Experts argue that artificial intelligence algorithms are not neutral because they are trained on data produced by humans [1, 2, 3].
This lack of neutrality matters because AI systems are increasingly integrated into global decision-making processes. If these systems embed invisible biases, they may automate and scale existing cultural or ideological prejudices without oversight.
Commentator Wario Duckerman and specialists cited by La Nación said that algorithms embed human cultural and ideological biases [1, 2]. Because AI learns from human-generated data, true neutrality is impossible [1, 2]. These biases are not errors in the code but reflections of the data sources themselves.
The debate has gained momentum this year across the U.S., Europe, and China [2]. In Spain, the discussion reached a local level during a breakfast event in Gijón, Asturias. More than 80 people [4] attended the gathering to discuss the necessity of setting limits on artificial intelligence and maintaining a healthy skepticism toward algorithmic outputs.
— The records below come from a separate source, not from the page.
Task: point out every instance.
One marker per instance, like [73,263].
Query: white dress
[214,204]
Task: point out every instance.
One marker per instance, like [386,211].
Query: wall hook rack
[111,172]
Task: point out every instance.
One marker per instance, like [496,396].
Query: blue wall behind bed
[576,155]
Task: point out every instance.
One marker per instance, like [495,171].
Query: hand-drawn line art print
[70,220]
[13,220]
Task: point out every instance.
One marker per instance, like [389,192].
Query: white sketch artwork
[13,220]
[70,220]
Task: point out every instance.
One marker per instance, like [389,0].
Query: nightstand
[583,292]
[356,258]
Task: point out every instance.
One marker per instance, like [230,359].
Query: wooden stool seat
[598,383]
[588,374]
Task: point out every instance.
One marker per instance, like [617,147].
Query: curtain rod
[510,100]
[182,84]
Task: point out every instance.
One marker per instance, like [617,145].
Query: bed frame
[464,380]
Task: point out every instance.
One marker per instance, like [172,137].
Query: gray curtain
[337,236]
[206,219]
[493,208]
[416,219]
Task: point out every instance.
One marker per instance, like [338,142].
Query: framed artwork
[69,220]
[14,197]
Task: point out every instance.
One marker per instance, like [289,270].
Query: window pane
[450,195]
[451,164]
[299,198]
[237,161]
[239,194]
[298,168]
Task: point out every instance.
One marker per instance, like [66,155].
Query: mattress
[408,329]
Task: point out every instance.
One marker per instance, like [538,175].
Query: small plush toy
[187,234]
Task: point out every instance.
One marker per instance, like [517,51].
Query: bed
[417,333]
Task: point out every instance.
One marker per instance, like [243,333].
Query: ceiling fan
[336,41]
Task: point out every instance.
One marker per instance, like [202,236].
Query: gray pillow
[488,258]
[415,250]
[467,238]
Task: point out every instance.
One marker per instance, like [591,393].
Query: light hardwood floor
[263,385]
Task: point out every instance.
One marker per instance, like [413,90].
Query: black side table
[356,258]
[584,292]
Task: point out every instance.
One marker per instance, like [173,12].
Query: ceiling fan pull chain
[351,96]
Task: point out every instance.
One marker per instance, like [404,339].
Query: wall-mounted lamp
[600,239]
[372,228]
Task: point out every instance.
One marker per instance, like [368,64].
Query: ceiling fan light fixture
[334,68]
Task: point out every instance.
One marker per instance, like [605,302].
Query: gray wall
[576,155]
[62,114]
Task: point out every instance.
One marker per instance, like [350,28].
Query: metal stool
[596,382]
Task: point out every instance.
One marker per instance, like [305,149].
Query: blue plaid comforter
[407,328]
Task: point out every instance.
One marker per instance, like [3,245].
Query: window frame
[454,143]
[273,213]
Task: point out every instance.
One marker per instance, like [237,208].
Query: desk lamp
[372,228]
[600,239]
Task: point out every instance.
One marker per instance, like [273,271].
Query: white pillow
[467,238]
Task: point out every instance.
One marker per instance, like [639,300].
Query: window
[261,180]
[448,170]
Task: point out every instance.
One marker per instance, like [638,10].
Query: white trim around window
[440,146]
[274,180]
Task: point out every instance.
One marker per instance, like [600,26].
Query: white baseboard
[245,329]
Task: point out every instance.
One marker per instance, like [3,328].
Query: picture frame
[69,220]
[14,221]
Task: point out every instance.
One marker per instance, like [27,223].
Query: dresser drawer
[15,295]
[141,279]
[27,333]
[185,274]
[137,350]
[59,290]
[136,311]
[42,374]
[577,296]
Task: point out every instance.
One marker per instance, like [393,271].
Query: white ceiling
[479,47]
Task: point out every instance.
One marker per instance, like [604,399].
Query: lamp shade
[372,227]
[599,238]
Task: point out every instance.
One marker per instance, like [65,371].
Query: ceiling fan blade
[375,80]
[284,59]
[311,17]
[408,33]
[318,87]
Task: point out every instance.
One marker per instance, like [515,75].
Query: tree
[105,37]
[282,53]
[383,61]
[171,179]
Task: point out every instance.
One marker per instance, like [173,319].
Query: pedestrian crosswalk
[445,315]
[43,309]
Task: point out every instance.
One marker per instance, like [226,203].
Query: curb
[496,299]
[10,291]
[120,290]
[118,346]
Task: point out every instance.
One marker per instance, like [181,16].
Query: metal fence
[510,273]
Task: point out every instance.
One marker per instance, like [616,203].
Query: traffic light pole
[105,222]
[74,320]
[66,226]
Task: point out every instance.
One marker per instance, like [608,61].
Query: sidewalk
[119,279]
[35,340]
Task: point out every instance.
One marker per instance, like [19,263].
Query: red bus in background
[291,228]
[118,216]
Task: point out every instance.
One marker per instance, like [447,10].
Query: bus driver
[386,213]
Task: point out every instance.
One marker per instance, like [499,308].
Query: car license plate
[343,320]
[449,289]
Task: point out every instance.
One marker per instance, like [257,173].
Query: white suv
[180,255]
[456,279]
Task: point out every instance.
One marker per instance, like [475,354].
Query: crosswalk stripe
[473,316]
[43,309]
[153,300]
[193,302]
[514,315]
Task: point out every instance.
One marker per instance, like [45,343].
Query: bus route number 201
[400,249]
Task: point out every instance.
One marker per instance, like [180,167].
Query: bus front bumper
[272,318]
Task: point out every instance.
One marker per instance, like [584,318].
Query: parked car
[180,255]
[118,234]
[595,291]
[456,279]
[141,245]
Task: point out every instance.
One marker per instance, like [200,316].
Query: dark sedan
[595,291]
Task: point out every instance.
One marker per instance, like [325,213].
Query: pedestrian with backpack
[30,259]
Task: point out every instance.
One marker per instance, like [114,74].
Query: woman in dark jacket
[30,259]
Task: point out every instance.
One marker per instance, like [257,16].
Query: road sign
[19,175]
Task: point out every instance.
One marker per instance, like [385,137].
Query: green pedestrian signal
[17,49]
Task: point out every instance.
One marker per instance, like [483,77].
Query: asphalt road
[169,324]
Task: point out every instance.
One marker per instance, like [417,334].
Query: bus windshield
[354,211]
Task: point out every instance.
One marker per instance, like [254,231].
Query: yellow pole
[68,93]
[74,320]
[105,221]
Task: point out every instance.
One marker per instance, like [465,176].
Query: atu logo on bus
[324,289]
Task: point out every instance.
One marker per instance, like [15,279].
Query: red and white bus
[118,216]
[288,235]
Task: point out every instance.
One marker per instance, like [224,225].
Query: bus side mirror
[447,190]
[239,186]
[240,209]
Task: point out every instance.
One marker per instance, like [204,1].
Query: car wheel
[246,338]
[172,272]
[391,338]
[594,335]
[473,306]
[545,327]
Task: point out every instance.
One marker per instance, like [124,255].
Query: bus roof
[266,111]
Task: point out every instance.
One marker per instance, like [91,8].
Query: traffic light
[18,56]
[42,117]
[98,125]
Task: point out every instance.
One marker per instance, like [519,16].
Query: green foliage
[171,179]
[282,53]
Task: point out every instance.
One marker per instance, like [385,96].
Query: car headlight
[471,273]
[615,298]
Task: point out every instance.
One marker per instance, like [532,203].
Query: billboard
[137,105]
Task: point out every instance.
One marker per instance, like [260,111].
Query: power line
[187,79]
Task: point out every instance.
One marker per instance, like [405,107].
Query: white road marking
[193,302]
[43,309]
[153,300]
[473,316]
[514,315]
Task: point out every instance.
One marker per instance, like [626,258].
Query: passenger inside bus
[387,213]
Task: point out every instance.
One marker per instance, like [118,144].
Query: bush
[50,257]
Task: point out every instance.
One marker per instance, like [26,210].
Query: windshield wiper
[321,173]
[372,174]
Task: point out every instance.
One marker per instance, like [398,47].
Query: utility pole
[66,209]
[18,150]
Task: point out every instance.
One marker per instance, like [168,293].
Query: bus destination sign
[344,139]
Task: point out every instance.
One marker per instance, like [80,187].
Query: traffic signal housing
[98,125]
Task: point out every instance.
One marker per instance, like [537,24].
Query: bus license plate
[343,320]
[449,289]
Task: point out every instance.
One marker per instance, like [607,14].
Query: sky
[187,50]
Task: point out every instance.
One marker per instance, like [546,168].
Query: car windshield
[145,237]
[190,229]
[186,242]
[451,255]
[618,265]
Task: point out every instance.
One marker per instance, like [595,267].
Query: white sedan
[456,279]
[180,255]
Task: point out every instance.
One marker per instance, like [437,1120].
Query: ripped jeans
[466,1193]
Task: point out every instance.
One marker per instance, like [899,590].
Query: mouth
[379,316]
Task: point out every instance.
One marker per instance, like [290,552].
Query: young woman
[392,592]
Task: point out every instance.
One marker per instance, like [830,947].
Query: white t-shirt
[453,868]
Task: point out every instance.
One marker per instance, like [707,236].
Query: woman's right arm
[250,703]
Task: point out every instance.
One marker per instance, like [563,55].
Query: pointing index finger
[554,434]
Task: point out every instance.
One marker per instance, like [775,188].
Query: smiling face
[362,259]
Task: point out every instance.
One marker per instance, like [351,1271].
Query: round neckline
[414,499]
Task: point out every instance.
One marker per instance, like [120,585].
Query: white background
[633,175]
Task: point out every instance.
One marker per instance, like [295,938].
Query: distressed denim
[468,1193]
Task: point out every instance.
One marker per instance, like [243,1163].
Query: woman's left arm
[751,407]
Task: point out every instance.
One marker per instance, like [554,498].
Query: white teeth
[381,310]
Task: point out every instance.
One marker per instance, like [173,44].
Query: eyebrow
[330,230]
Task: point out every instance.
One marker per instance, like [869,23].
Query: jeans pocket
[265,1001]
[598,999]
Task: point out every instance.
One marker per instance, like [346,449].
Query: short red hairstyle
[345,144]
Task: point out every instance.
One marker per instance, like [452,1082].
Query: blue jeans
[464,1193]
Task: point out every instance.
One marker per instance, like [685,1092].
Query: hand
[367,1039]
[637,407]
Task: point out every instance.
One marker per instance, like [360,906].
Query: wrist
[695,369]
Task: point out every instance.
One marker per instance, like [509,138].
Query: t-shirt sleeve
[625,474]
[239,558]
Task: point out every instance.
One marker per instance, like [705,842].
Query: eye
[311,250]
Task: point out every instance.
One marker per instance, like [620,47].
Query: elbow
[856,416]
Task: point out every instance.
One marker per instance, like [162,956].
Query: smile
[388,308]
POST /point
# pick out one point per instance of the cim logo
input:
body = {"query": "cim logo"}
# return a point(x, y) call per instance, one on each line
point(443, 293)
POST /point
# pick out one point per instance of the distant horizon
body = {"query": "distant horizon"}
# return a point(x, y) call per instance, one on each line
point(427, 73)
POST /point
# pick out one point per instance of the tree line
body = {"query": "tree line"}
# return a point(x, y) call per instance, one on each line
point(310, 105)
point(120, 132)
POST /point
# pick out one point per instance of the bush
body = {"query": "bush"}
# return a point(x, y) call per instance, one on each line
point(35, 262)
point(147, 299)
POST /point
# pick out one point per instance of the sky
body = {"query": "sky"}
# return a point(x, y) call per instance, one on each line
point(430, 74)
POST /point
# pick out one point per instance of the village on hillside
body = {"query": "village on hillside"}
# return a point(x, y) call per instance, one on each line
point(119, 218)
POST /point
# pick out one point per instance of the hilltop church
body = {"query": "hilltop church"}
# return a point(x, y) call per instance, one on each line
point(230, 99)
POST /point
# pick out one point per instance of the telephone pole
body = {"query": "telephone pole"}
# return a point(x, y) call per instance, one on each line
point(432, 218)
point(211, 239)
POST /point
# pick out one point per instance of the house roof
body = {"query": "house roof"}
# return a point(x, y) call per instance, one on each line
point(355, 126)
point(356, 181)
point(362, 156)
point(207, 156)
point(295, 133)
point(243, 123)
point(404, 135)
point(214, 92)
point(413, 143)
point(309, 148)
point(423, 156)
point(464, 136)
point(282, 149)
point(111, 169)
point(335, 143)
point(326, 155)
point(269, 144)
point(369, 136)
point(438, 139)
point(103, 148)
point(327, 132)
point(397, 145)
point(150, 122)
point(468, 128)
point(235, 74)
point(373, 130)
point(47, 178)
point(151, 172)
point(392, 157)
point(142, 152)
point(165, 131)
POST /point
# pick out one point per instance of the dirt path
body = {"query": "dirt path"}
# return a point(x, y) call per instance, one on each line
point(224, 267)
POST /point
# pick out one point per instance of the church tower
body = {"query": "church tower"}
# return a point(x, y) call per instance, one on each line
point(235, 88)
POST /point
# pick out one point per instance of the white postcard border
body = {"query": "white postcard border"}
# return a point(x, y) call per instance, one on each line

Other reports from Latin America and the Caribbean highlight that the intersection of ethics and technical capacity is a primary concern for the region [3]. The ongoing dialogue suggests that the "invisible" nature of these biases makes them particularly dangerous, as users often assume a machine is objective [1].
Regulatory discussions in 2026 have focused on how ethics and regulation can shape the objectives of AI development [5]. Experts said that recognizing the myth of neutrality is the first step toward creating more transparent systems.
“Algorithms are not neutral because they are trained on data produced by humans.”
The shift in the AI discourse from technical capability to ideological transparency indicates a growing recognition that software is not a neutral tool. By acknowledging that algorithms inherit human prejudice, policymakers and developers are forced to move toward 'explainable AI,' where the origin of a decision can be traced back to its training data rather than being accepted as an objective mathematical truth.